Limitations & Future Work

  1. Fixed Token-to-Parameter Ratio: Only the 100:1 ratio (\(5 \times\) Chinchilla optimal) is evaluated. Although this aligns with current mainstream practices, it does not cover all scenarios.
  2. Limited Target Scale: The maximum target scale is 1B parameters, failing to directly validate whether the findings generalize to larger models (e.g., 7B, 70B).
  3. Single Model Architecture: The OLMo architecture is fixed throughout, leaving the impact of architectural variations on data selection decisions untested.
  4. Limited Evaluation Tasks: Only 10 OLMES multiple-choice benchmarks are used.
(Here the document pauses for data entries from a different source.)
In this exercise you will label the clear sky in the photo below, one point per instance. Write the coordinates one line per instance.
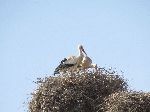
(36, 34)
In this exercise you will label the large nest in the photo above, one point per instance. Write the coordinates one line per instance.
(127, 102)
(83, 91)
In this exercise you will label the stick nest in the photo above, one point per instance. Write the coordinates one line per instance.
(84, 91)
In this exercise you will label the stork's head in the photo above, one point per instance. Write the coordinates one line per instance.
(80, 47)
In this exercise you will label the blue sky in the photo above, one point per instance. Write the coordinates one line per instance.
(36, 34)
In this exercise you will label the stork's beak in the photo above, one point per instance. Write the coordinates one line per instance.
(84, 51)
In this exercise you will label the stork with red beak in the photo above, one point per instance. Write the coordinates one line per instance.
(72, 61)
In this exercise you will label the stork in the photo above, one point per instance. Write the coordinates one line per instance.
(72, 61)
(87, 63)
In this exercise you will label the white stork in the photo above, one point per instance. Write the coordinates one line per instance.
(87, 63)
(72, 61)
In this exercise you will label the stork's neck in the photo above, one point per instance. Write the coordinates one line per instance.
(80, 53)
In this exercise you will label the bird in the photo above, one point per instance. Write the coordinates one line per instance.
(87, 63)
(72, 61)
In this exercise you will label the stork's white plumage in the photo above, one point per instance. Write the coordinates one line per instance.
(72, 61)
(87, 63)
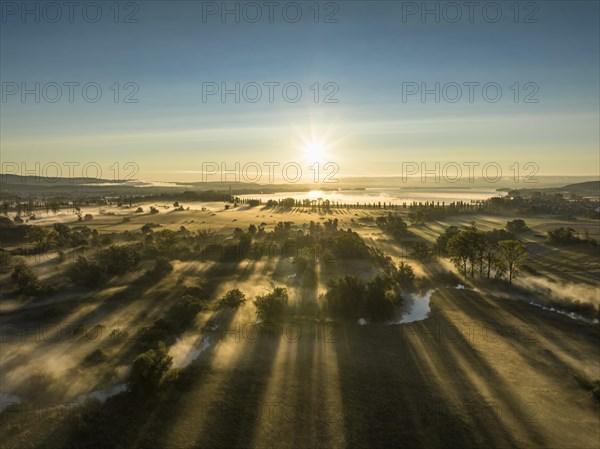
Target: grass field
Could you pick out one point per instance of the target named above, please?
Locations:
(482, 370)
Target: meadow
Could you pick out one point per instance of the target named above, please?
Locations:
(491, 365)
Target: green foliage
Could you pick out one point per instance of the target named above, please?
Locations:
(345, 297)
(95, 357)
(5, 261)
(381, 298)
(42, 237)
(162, 267)
(272, 305)
(148, 371)
(421, 251)
(512, 254)
(25, 280)
(233, 298)
(516, 226)
(563, 236)
(405, 276)
(87, 272)
(393, 224)
(119, 259)
(442, 240)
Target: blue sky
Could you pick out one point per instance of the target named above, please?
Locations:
(368, 54)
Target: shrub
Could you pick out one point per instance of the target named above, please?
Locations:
(381, 299)
(345, 297)
(405, 276)
(272, 305)
(148, 370)
(95, 357)
(516, 226)
(119, 259)
(233, 298)
(25, 280)
(162, 266)
(87, 272)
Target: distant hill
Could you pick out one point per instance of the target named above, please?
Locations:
(587, 189)
(584, 188)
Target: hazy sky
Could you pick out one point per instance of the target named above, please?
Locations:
(364, 61)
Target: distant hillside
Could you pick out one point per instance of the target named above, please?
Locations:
(584, 188)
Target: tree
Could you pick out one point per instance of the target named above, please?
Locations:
(233, 298)
(87, 272)
(345, 297)
(405, 276)
(465, 248)
(162, 266)
(5, 261)
(516, 226)
(442, 240)
(512, 254)
(381, 298)
(272, 305)
(25, 280)
(43, 238)
(421, 251)
(149, 369)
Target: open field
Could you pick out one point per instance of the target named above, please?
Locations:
(482, 370)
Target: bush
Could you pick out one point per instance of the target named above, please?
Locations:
(345, 297)
(272, 305)
(162, 267)
(5, 261)
(148, 370)
(516, 226)
(405, 276)
(381, 299)
(119, 259)
(95, 357)
(233, 298)
(87, 272)
(25, 280)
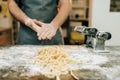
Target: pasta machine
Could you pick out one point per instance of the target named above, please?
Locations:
(90, 34)
(101, 37)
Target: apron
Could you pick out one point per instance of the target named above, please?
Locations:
(42, 10)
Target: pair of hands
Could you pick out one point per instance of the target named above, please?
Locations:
(44, 31)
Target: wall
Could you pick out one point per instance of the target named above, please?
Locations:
(105, 20)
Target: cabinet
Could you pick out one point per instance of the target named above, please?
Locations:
(79, 16)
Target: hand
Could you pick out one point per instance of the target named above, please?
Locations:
(47, 30)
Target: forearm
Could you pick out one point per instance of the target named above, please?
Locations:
(64, 9)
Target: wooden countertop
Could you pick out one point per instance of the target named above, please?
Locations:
(15, 63)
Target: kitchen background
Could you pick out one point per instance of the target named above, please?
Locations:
(101, 14)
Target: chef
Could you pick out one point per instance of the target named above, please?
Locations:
(40, 20)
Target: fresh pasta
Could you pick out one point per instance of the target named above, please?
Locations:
(55, 59)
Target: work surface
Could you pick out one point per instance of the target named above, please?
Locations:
(16, 63)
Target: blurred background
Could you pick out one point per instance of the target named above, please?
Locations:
(102, 14)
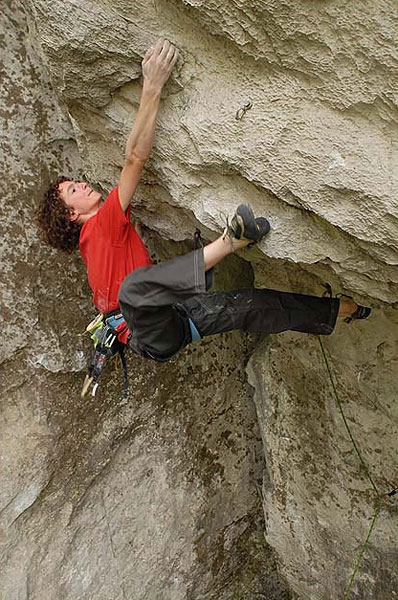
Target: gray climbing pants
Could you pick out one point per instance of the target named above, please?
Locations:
(157, 303)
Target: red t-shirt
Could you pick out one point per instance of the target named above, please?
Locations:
(111, 248)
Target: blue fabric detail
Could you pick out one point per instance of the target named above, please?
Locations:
(115, 320)
(194, 332)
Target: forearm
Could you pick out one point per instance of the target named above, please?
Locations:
(140, 140)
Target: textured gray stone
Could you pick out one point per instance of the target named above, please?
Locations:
(158, 497)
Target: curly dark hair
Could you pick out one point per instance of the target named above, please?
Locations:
(53, 217)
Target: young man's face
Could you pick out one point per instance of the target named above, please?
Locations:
(82, 200)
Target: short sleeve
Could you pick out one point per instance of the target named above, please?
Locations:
(112, 221)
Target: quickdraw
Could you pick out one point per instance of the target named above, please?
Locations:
(104, 331)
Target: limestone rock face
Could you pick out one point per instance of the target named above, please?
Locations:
(293, 107)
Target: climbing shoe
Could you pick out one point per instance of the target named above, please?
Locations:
(244, 225)
(362, 312)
Although the paper demonstrates feasibility on code tasks, scalability to mathematical reasoning tasks remains questionable (which remain difficult to predict even with alternative proxy metrics).
  5. Potentially Sub-optimal Scaling Law Implementations: The 8 scaling law variants are straightforward baseline implementations; more meticulously designed fitting methods might yield better performance.
  • Scaling Law Prediction: Kaplan et al. (2020) and Hoffmann et al. (2022) established the foundations of how language model loss scales with compute; Gadre et al. (2024) and Bhagia et al. (2024) extended this to downstream performance prediction; Choshen et al. (2024) provided a practical guide to scaling law estimation.
  • Data Selection Suites: Pythia (Biderman et al., 2023) first provided controlled comparisons of 2 data recipes; Paloma (Magnusson et al., 2024) extended this to 6 recipes; DCLM (Li et al., 2024) heavily leveraged single-scale ranking but did not open-source ablation models.
  • Data Mixture Optimization: Kang et al. (2024) and Ye et al. (2024) optimized data source mixture proportions via scaling laws, which represents a special case of the DataDecide application scope.
  • Emergent Abilities and Metric Selection: Schaeffer et al. (2023) pointed out that discrete metrics can lead to "illusions of emergent abilities" and that continuous metrics better capture progressive improvements—a finding that resonates with the proxy metric insights in this work.

Rating

Dimension Rating
Novelty ⭐⭐⭐⭐
Rigorousness ⭐⭐⭐⭐⭐
Practicality ⭐⭐⭐⭐⭐
Clarity ⭐⭐⭐⭐
Overall ⭐⭐⭐⭐

This work is a solid empirical contribution that answers a highly practical question through large-scale controlled experiments. The experimental design is rigorous, the conclusions are clear and actionable, and the open-source resources are abundant. Although limitations exist such as the target scale being capped at 1B and the architectural/ratio uniformity, the methodological framework is directly generalizable, serving as a valuable reference for pretraining data selection in both industry and academia.